Data authority and replication assumptions:

  • The workflow database is the single durable source of truth and is region-bound: exactly one region writes to it at any given time. The standby region's database is a read replica until promotion. Recovery point objective (RPO) is the asynchronous replication lag; recovery time objective (RTO) is operator runbook execution time.
  • Redis is region-local acceleration. Wake signals, query-task queue locks, and admission locks do not propagate across regions and must not be expected to. Each region runs its own Redis; the standby's cache is cold or warm at the operator's discretion and correctness does not depend on it being preserved across the failover.
  • Visibility is served by the active region's database. Promote first, then read.

Namespace, task-queue, and worker-registration behavior:

  • Namespaces and task queues are stored in the workflow database and survive promotion exactly as they were at the last replicated commit. They are not regionally partitioned by the engine.
  • Workers in the new active region register against the local API endpoint after promotion. Pre-existing registrations from the failed region remain in the database and expire through the normal worker-expiry path.
  • Build-id rollouts and deployment-lifecycle state survive failover because they live in the workflow database.

Consistency and latency tradeoffs in steady state:

  • Workflow starts, signals, and updates commit against the active region's database; their latency is the active-region commit latency, and they are refused while authority is being withdrawn during a failover.
  • Workflow-task and activity-task delivery follow the single-region acceleration contract inside the active region: sub-second when Redis is healthy, durable poll cadence otherwise.
  • Schedules fire from the singleton scheduler in the active region and pause while no scheduler is running; fires resume from durable schedule rows after promotion.
  • Visibility reads are read-after-write within the active region only; the engine does not provide cross-region read-your-writes or RPO=0.

The disaster-recovery boundary is explicit: this contract is a recovery-time topology, not a substitute for backups. The recovery packet documented in Operator Operating Envelope remains required, with replication-lag SLO, promotion-runbook latency, last successful failover rehearsal date, and the fencing procedure for the recovered primary added on top.

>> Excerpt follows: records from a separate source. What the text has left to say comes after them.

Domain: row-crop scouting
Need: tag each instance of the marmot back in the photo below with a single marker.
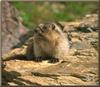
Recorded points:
(48, 42)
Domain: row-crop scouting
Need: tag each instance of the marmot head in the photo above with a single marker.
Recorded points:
(49, 31)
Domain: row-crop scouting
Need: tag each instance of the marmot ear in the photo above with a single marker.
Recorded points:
(60, 25)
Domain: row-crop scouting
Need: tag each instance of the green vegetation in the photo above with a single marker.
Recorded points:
(33, 13)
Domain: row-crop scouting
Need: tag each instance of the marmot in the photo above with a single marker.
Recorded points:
(48, 42)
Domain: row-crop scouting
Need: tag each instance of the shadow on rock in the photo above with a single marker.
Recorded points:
(13, 78)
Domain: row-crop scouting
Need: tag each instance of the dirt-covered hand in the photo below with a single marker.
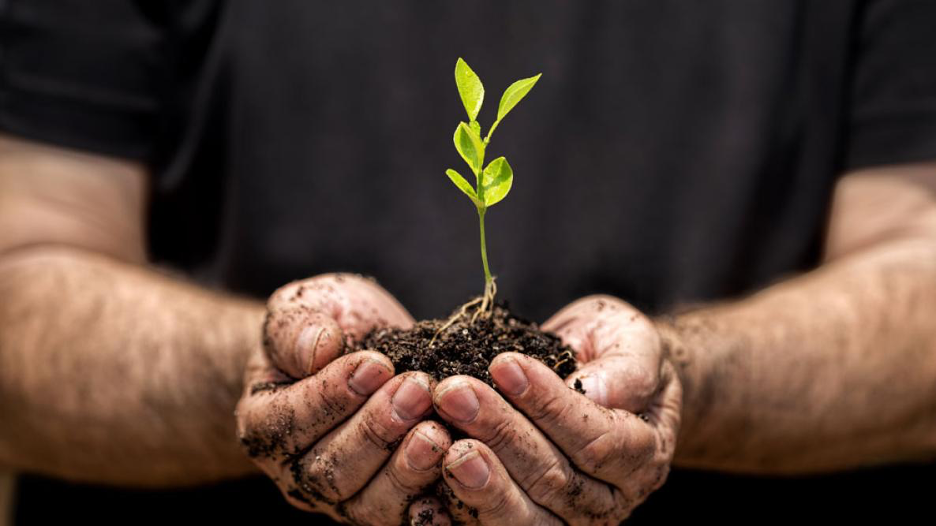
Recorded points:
(338, 433)
(552, 455)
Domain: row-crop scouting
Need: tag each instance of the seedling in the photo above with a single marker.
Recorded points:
(492, 182)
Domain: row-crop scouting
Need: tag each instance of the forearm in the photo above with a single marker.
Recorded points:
(114, 373)
(833, 369)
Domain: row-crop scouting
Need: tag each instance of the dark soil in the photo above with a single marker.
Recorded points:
(468, 348)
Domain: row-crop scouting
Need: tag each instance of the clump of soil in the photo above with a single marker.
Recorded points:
(467, 347)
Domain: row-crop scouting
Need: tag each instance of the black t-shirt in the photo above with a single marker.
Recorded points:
(673, 152)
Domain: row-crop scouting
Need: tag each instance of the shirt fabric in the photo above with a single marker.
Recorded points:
(673, 153)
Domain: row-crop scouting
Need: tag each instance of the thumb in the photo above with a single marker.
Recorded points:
(617, 382)
(309, 321)
(299, 341)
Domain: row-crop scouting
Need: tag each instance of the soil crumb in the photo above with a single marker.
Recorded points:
(468, 348)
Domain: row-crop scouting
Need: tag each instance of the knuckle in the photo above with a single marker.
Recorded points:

For self-hosted deployments, active/active multi-region, automatic regional failover, synchronous cross-region replication (RPO=0), cross-region active visibility, and region-pinned task queues as an engine-enforced routing axis remain support-led because the topology itself is part of the product risk. Hosted Cloud multi-region namespace replication v1 is scoped separately by the Cloud control-plane contract.

Readiness contract

Use both health and readiness checks:

  • GET /api/health proves the process is serving HTTP.
  • GET /api/ready proves the server can use its configured runtime dependencies, including migrations and default namespace readiness.
  • GET /api/cluster/info proves an authenticated client can discover build identity, control-plane protocol, worker protocol, payload codecs, and server capabilities.
  • POST /api/worker/register proves workers can authenticate into the expected namespace and task queue.

Do not shift traffic based on /api/health alone.